Peace on Earth, Goodwill to All
rj
rjackson at mail.usyd.edu.au
Fri Dec 24 02:00:48 CST 1999
> [...] all those others day to day struggling with Us and Them...
... aah, Pink Floyd ...
... last minute shopping yesterday at Woolworths, bad Archons out in
force all over: obstructionist station wagons and trolley matrons in all
the byways and aisles; a swarthy man with a machete in the fresh produce
section hacking caulis apart with force right at the spot where the
mushrooms are; the single breakfast cereal I can eat relegated at last
to one narrow row in the farthest bottom corner of the shelves (and no
less than totally obscured by a pallet of cardboard cartons yet to be
unpacked to boot); and, at the register, a price check on the
double-smoked leg ham will conjure a leering aisle assistant from
seeming nowhere, her promptness uncustomary but more so especially at
this time of year, who just as promptly disappears back to the meat
freezer with it, neither ever to be seen again ...
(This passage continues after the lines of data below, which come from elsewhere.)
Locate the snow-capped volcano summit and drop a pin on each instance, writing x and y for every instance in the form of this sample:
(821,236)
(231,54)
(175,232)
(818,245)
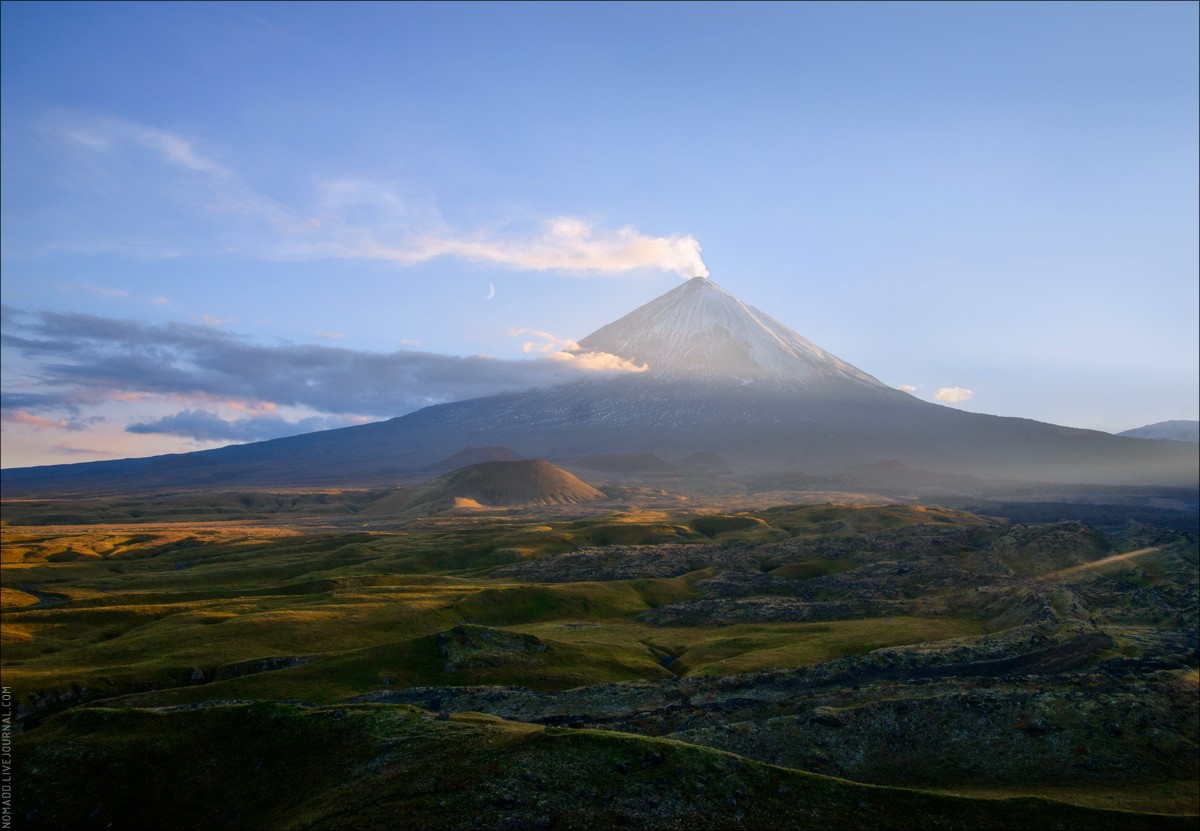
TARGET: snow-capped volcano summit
(700,330)
(723,378)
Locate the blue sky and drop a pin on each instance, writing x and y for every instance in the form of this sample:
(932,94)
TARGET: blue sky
(233,221)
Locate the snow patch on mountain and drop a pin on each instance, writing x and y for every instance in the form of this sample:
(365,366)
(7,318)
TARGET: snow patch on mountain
(700,330)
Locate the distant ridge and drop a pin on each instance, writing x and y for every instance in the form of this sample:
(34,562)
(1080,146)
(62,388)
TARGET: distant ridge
(1179,431)
(475,455)
(502,484)
(631,462)
(720,377)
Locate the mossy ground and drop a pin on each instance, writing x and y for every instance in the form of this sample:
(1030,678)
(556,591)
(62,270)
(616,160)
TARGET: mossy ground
(148,604)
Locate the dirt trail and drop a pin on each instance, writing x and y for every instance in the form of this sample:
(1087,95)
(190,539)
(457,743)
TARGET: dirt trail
(1114,559)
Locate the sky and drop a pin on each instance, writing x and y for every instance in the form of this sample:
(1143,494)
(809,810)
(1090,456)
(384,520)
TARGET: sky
(228,222)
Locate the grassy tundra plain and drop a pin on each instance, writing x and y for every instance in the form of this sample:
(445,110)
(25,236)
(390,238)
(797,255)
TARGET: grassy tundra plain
(312,659)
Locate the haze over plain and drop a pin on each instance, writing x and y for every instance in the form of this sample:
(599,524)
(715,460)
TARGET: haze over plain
(999,202)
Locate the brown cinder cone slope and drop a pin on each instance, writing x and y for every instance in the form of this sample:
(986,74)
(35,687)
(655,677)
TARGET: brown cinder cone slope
(721,377)
(505,484)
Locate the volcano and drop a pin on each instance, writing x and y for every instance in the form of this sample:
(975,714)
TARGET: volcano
(719,377)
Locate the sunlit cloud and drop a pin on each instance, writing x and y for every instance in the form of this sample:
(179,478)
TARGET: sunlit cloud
(564,243)
(953,394)
(65,449)
(568,351)
(83,362)
(37,422)
(357,219)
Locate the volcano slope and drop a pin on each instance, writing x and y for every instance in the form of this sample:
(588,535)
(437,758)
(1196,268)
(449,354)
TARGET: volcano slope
(796,667)
(718,377)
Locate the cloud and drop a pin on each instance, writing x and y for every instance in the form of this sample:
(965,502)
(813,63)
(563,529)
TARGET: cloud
(205,425)
(77,360)
(567,351)
(107,292)
(357,219)
(39,422)
(105,133)
(564,243)
(953,394)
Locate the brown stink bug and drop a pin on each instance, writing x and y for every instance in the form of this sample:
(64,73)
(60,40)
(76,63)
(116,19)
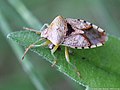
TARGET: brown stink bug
(68,32)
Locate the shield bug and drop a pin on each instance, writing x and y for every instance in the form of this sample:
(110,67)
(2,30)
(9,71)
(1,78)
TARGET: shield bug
(68,32)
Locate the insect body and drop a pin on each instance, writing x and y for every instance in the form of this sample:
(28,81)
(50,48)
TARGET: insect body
(74,33)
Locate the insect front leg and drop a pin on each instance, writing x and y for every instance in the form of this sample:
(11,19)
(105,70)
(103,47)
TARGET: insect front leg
(52,53)
(33,46)
(33,30)
(68,60)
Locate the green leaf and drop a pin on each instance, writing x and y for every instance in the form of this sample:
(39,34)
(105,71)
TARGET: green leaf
(99,67)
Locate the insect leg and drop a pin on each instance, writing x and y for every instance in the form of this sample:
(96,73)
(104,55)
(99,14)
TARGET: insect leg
(52,53)
(33,46)
(43,27)
(68,60)
(33,30)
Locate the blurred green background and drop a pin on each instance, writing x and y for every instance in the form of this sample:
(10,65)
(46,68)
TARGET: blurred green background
(15,14)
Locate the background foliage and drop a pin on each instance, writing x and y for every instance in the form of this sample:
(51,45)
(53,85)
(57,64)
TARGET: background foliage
(14,14)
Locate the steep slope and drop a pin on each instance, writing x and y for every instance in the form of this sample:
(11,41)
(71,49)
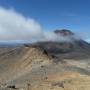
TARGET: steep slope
(46,65)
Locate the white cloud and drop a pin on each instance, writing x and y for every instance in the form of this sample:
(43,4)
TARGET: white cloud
(14,26)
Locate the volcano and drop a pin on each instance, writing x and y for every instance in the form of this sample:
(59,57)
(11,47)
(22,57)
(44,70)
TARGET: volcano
(74,49)
(46,65)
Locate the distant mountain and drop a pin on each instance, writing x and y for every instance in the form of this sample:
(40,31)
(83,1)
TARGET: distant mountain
(76,49)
So, it was with some pleasure and relief that my rounds of the aisles
were accompanied by one of the carpark trolley rescue boys, a former
student, Assyrian I think, who'd come here as a refugee from the Kurdish
lands with his brothers and sisters some four or six years ago. I taught
them all when they first arrived, six of them in the one class, and,
coincidentally, he was in my class again last year completing his senior
matriculation. He didn't achieve great results, of course, because of
his comparatively brief exposure to the language, wasn't particularly
studious either come to think of it, but he's working, and he plans to
do a photography course or something next year if he can get in ...
As we walked we talked about stuff: the season, the millennium, who
celebrates what, what time the store stays open till. We talked about
how well over half of the people on the planet haven't been counting to
2000 the same way the Western calendar has, and how presumptuous and
blinkered and self-deceiving it is to think that the Wrath of God is
about to manifest itself in a numerical accident of our own device. At
about the frozen peas, suddenly remembering that Ramadan has coincided
with Advent this year, and forgetting (or never really knowing) what
faith he was brought up in, I happened to ask him whether his family
celebrated "our" festivals or "theirs". It was a reflex of the language,
a slip of the pronoun, and I didn't even realise what I'd said.
He did, however. He told me he wasn't Muslim and then looked at me
squarely as I was reaching into the freezer for a container of Double
Choc Chip: "'Ours' and 'theirs'?" he asked, half a smile on his face,
not so much question as critique.
It made me very happy. Well worth the price of admission.
Greetings of the season to one and all.